Red Eve by H. Rider Haggard

“To the son of the King! To the son of the King!”

He struck down a knight with the pole of his standard. Hugh sprang like a wild-cat at Louis of Flanders and drove his sword through his throat. Richard de Beaumont flung the great banner of Wales over the Prince, hiding him till more help came to beat back the foe. Then the Prince struggled from the ground, gasping:

“I thank you, friends,” and once more the French retreated. The Welsh banner rose again and that danger was over.

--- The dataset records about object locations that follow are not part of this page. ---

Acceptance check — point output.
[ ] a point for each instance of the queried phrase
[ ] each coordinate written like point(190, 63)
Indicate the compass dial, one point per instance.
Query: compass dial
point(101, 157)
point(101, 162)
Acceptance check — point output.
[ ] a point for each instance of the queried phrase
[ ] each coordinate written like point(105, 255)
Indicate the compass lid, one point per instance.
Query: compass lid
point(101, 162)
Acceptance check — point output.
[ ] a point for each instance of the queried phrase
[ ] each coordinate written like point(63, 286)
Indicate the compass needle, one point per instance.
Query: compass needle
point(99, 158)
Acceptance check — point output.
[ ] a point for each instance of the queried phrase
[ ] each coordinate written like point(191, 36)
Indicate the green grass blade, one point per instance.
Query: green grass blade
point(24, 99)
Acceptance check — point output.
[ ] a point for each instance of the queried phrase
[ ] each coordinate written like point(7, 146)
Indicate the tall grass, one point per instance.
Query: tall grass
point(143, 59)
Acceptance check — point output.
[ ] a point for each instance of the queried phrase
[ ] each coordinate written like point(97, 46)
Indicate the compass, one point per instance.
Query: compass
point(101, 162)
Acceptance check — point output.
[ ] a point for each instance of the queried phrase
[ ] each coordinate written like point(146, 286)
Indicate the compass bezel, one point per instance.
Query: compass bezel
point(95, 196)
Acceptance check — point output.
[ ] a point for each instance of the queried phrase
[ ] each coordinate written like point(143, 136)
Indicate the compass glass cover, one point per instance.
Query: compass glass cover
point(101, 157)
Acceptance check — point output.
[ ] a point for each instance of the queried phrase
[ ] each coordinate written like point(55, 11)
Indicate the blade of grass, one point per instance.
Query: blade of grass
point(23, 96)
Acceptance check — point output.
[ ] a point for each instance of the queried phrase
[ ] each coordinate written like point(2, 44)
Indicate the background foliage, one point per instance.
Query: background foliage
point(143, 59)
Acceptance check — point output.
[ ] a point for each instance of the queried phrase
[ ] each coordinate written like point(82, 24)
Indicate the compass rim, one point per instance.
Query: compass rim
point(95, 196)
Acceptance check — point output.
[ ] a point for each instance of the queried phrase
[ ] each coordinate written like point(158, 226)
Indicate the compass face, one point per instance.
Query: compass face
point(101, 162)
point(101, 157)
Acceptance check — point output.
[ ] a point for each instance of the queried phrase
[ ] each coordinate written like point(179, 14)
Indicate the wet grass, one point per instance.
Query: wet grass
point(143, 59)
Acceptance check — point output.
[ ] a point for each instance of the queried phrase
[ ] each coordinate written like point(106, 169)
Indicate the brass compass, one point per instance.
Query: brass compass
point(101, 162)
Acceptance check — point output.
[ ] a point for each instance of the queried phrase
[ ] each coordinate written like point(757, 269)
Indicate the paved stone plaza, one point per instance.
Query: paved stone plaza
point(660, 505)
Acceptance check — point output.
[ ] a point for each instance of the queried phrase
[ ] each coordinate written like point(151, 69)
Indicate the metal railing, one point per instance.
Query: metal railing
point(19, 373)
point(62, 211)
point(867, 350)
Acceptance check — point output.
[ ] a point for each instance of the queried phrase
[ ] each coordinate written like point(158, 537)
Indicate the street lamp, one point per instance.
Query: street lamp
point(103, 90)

The Earl of Warwick ran up. Hugh noted that his armour was covered with blood.

“John of Norwich,” he cried to an aged knight who stood leaning on his sword, “take one with you, away to the King and pray him for aid. The French gather again; we are outworn with blows; the young Prince is in danger of his life or liberty. Begone!”

Old John’s eyes fell on Hugh.

“Come with me, you Suffolk man,” he said, and away they went.

“Now what would you give,” he gasped as they ran, “to be drinking a stoup of ale with me in my tower of Mettingham as you have done before this red day dawned? What would you give, young Hugh de Cressi?”

“Nothing at all,” answered Hugh. “Rather would I die upon this field in glory than drink all the ale in Suffolk for a hundred years.”

“Well said, young man,” grunted John. “So do I think would I, though I have never longed for a quart of liquor more.”

They came to a windmill and climbed its steep stairs. On the top stage, amid the corn sacks stood Edward of England looking through the window-place.

“Your business, Sir John?” he said, scarcely turning his head.

The old knight told it shortly.

“My son is not dead and is not wounded,” replied the King, “and I have none to send to his aid. Bid him win his spurs; the day shall yet be his. Look,” he added, pointing through the window-place, “our banners have not given back a spear’s throw, and in front of them the field is paved with dead. I tell you the French break. Back, de Norwich! Back, de Cressi, and bid the Prince to charge!”

Some one thrust a cup of wine into Hugh’s hand. He swallowed it, glancing at the wild scene below, and presently was running with Sir John toward the spot where they saw the Prince’s banner flying. They came to Warwick and told him the King’s answer.

“My father speaks well,” said the Prince. “Let none share our glory this day! My lord, form up the lines, and when my banner is lifted thrice, give the word to charge. Linger not, the dark is near, and either France or England must go down ere night.”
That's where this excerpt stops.